Hi Ricardo,
Yes. It is possible to create generalisable theory without needing massive datasets. Generalisation comes mainly from sound reasoning rather than data. In fact, in many cases in which there are large data sets, the primary problem is that the useful data are hidden by the rest.
Part of my background is in systems dynamics modelling in which the process is to create an accurate predictive causal theory model initially from observation of structural relationships between factors and then the use of minimal data to calibrate the model to be an effective causal theory representation. Good prediction comes from good study design rather than massive data.
Other examples in the design field of developing generalisable theory without using massive datasets are the work of Neilsen and Norman reported in Alertbox, and research by Professor David Sless.
The main use massive data (in the sense that Ken comments) is to go fishing to try to identify causal explanations in areas about which very little is known. That is appropriate to some situations but not all.
An alternative use of massive data is to create AI models via learning, e.g via neural nets. This is not obviously the making of generalisable theory.
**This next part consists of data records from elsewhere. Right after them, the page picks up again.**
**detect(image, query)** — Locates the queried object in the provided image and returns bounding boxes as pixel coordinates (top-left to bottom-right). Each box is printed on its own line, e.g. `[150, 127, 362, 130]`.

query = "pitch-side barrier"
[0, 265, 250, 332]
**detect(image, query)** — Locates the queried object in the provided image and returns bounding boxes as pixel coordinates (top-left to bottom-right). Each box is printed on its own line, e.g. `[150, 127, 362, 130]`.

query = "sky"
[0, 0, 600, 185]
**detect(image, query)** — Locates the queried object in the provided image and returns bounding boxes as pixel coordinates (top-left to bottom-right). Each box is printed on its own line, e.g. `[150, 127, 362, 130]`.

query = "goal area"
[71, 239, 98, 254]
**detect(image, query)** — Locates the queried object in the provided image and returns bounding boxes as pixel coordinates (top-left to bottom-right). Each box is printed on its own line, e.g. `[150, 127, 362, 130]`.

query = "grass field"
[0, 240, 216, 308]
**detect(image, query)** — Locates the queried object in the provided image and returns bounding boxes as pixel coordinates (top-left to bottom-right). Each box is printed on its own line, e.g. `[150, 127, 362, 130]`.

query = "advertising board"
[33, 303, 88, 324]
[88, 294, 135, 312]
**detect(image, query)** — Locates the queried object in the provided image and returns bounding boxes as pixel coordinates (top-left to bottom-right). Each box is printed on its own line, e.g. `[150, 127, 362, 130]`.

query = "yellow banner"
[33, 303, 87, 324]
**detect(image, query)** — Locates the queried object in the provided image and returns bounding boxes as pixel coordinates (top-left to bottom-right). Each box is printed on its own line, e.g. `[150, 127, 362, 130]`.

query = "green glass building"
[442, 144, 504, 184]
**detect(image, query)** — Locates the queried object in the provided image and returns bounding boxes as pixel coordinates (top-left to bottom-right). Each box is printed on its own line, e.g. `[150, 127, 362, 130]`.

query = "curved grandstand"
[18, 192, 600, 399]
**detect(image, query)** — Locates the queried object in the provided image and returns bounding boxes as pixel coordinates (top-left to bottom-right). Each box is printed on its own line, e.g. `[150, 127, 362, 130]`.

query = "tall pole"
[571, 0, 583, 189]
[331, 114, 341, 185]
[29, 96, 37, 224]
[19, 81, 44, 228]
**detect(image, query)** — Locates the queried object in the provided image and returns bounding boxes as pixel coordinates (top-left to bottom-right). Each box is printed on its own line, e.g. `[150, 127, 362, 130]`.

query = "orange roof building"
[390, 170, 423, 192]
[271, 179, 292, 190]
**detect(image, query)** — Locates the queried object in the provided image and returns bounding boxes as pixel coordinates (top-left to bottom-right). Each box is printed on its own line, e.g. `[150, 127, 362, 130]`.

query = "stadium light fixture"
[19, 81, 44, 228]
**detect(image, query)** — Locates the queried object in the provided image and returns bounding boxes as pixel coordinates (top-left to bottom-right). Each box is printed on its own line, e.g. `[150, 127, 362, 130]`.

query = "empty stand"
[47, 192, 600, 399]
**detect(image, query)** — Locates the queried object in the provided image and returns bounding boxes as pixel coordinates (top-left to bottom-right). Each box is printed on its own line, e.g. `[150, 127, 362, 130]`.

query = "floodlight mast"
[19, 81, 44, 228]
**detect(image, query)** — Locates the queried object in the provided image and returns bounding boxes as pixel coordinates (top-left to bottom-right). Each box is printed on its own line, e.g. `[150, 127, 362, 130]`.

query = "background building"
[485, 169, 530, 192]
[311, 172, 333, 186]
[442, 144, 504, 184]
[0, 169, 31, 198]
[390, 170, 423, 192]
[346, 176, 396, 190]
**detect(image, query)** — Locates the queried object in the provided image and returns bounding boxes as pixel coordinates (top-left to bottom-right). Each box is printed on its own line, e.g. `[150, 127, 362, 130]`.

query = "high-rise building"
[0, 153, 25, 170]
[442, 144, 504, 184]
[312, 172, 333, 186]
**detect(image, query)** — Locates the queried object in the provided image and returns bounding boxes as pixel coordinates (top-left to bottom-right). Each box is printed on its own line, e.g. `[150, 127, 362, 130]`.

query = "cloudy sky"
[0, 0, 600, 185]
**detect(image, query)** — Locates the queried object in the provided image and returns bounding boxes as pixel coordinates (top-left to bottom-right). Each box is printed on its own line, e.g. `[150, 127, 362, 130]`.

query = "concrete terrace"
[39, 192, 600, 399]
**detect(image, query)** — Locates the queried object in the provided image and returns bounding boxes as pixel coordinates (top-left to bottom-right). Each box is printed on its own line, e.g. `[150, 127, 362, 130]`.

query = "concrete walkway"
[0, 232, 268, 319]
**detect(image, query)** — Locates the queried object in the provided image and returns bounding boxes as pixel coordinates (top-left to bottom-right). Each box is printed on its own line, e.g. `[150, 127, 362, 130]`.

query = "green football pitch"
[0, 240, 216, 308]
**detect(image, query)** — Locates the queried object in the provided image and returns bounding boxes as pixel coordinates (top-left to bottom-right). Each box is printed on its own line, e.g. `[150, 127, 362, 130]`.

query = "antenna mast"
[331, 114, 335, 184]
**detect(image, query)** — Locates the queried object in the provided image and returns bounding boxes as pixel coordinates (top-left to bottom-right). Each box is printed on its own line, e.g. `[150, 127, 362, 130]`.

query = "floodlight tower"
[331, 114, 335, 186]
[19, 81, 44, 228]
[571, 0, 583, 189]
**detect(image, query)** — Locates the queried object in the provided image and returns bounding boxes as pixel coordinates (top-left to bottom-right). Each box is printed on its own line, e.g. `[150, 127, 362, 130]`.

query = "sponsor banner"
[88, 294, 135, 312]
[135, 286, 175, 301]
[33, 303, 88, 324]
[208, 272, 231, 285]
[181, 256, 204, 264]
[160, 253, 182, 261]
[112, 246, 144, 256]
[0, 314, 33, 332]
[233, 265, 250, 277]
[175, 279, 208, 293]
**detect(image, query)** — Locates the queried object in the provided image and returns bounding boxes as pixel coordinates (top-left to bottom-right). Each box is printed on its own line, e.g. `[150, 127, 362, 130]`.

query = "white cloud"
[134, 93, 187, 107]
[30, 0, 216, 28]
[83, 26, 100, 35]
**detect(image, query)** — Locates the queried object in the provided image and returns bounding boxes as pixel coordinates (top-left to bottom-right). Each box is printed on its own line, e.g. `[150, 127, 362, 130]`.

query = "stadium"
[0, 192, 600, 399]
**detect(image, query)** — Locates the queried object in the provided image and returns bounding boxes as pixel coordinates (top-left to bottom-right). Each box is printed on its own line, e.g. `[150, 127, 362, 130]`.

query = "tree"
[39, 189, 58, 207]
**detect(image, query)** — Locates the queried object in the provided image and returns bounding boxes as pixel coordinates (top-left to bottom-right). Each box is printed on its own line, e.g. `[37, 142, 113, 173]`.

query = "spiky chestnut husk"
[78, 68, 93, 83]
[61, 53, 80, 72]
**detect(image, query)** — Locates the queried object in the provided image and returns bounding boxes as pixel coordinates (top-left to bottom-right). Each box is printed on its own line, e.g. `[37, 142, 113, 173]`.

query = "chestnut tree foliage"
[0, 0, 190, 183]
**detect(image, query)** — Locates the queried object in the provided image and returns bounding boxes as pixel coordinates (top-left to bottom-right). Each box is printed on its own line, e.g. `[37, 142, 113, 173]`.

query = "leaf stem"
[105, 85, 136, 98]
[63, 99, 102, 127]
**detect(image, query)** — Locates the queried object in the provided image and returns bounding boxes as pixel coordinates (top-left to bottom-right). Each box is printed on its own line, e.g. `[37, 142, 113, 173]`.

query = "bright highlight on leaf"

Another use of massive datasets is for data mining of, for example, sales data to identify most appropriate business decisions. In most cases as far as I understand this also doesn't produce generalisable theory.
Ken and I have had this discussion on and offline previously - we disagree on it.
Cheers,
Terry
==
Dr Terence Love
MICA, PMACM, MAISA, FDRS, AMIMechE
Director
Design Out Crime & CPTED Centre
Perth, Western Australia
[log in to unmask]
www.designoutcrime.org
+61 (0)4 3497 5848
==
ORCID 0000-0002-2436-7566
-----Original Message-----
From: [log in to unmask] [mailto:[log in to unmask]] On Behalf Of Ricardo Martins
Sent: Tuesday, 16 January 2018 9:29 PM
To: [log in to unmask]
Cc: Ricardo Martins <[log in to unmask]>
Subject: Re: Expanding the discussion about statistics and design
Thanks Terence.
I guess the original meaning Ken intended for was about the generalization of results. Do you think it is possible to generalize without replicating the first study or without massive data?